Look after your mental health, and look out for those in your family
With all the talk of physical health, it’s easy to forget the importance of your mental health and well-being, and the mental health and well-being of your family.
To stay emotionally and mentally robust during these challenging times, you might consider:
- Maintaining clear routines, rhythms, and boundaries, particularly if you are not working, are working from home, or are a carer for a family member.
- Eating healthy, balanced meals and exercising regularly.
- Cultivating a sense of belonging and connectedness with others, and using technology to build upon and develop these relationships.
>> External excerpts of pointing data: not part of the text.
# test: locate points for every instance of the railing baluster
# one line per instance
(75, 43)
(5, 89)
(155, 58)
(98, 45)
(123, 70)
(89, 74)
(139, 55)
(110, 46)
- Speaking to your GP about developing a mental health plan suitable to your needs and situation.
According to the Australian Department of Health, if you are a family member are in need of immediate assistance, you could contact:
- Beyond Blue Coronavirus Mental Wellbeing Support Service
- Translating and Interpreting Service (TIS National)
- Kids helpline
- Suicide Call Back Service
In an emergency, call 000.
Seek medical assistance as required
The last point, like the first, should be obvious. Nonetheless, sometimes the most obvious things are the ones that are best worth repeating.
Moonwalking on repeat
Why start by talking about moonwalking?
It’s because those in your family who remember the moon landing are likely old enough to be particularly vulnerable to the coronavirus. The reality is, whatever the shape of your family, you want the best for your nearest and dearest. That makes sense. In the new now, protect those that matter most.